La maladie de Verneuil touche 1% à 4% de la population

Souvent longue à être diagnostiquée, cette maladie de peau augmente les risques cardio-vasculaires.

Maladie inflammatoire chronique de la peau, le psoriasis s’accompagne d’un risque cardio-vasculaire accru. Il semblerait que ce soit également le cas pour une autre pathologie dermatologique moins connue mais tout aussi invalidante: la maladie de Verneuil.

Cette maladie chronique qui débute après la puberté se manifeste par des nodules douloureux et des abcès. La cause n’en est pas entièrement connue. L’atteinte initiale serait une occlusion du follicule pilo-sébacé avec une inflammation secondaire. Ces lésions vont se développer dans les régions riches en glandes apocrines, c’est-à-dire au niveau des aisselles, des plis de l’aine, des seins, des parties génitales, des fesses… Les termes d’hidradénite suppurée, d’hidrosadénite suppurée ou d’acné inversée sont également utilisés.

Une qualité de vie dégradée

«Les patients sont plus souvent des femmes. Leur qualité de vie et leur vie sexuelle sont particulièrement dégradées», souligne le professeur Annabel Maruani, dermatologue au CHU de Tours. Le diagnostic est essentiellement clinique et se fait souvent plus de 5 ans avant le début de la maladie. «Ce retard est quasi inévitable. Le diagnostic est en effet clinique et au début de la maladie, lorsqu’il n’y a que 1 ou 2 lésions elles peuvent être confondues avec un furoncle, un abcès, une folliculite. Ensuite, c’est une maladie dont les gens ont honte. Ils ont du mal à nous montrer leurs lésions», ajoute-t-elle.

Certaines formes vont rester modérées et seront soignées avec des antibiotiques, mais la maladie peut également évoluer progressivement vers une forme invalidante qui nécessitera un traitement chirurgical. Il s’agit alors d’enlever les lésions et les glandes apocrines afin d’éviter les récidives, ce qui se révèle efficace. Depuis quelques mois, Humira, un anti TNF alpha, est également autorisé lorsque les traitements conventionnels ne font pas effet. Il diminue le nombre de lésions mais n’est pas efficace chez tous les patients.

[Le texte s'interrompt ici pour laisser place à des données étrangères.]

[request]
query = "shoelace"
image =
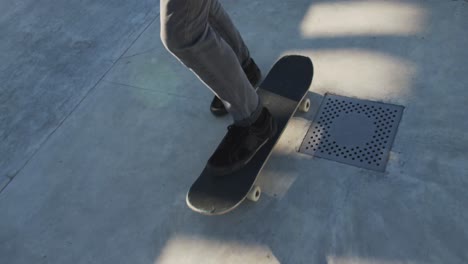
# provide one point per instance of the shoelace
(236, 133)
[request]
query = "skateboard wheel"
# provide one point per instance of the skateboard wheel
(305, 105)
(254, 193)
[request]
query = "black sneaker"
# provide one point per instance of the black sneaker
(241, 144)
(253, 74)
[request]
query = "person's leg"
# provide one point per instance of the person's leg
(223, 25)
(186, 33)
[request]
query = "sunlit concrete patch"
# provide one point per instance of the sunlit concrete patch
(356, 18)
(182, 249)
(361, 73)
(362, 260)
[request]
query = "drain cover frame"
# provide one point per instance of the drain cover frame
(353, 131)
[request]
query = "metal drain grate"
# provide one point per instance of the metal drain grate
(353, 131)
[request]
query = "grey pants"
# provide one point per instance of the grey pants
(202, 36)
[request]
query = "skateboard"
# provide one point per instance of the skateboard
(283, 92)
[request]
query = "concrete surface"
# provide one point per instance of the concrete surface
(108, 184)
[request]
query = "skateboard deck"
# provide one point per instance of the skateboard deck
(283, 91)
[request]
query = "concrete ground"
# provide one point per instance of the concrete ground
(103, 132)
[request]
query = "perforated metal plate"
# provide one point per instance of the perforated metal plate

Le risque de mortalité par infarctus ou par AVC qui augmente chez les patients atteints de la maladie de Verneuil est souligné par une étude publiée sur le site internet du JAMA Dermatology. Les chercheurs montrent que le risque serait même plus élevé que pour les patients atteints de psoriasis sévère. «Nous savions que, parmi les personnes atteintes de la maladie de Verneuil, il y avait plus de fumeurs, plus d’obèses et plus de personnes atteintes de syndrome métabolique. Mais cette étude montre qu’il y a une surmortalité par AVC et infarctus, indépendamment des comorbidités associées», analyse encore le Pr Annabel Maruani.

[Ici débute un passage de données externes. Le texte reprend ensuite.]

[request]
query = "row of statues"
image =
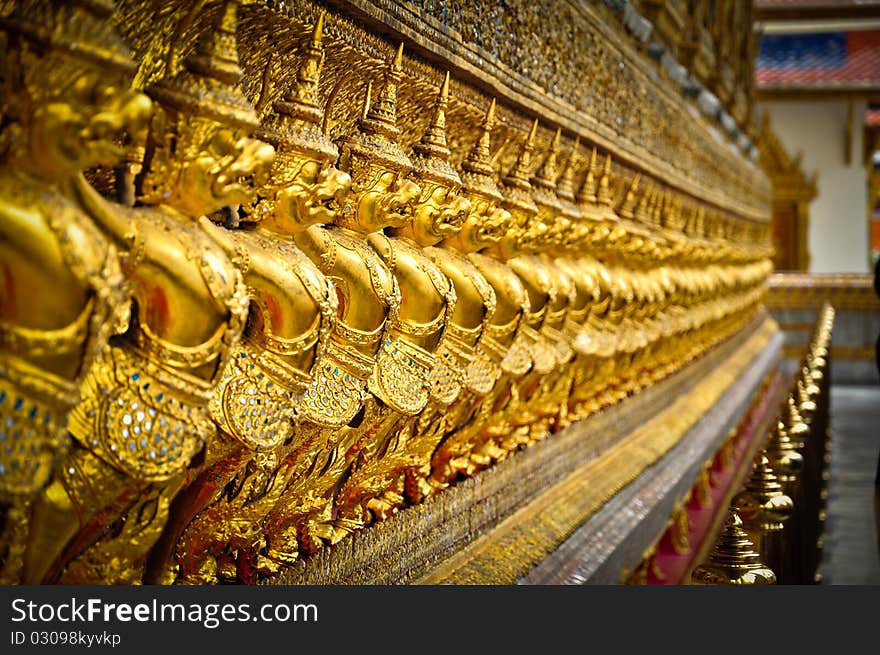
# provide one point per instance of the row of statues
(261, 340)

Pour le docteur Pierre Raphael, cardiologue à la clinique Saint-Gatien de Tours, ces résultats incitent à proposer un dépistage systématique et répété des cardiopathies ischémiques aux patients atteints la maladie de Verneuil et ayant un autre facteur de risque cardio-vasculaire. «En sachant qu’une majorité d’entre eux fume», précise le Pr Annabel Maruani et peine à s’arrêter. Une donnée à prendre en considération car la maladie de Verneuil est une maladie fréquente: elle touche entre 1 et 4% de la population française, soit autant que le psoriasis, selon la Société française de dermatologie.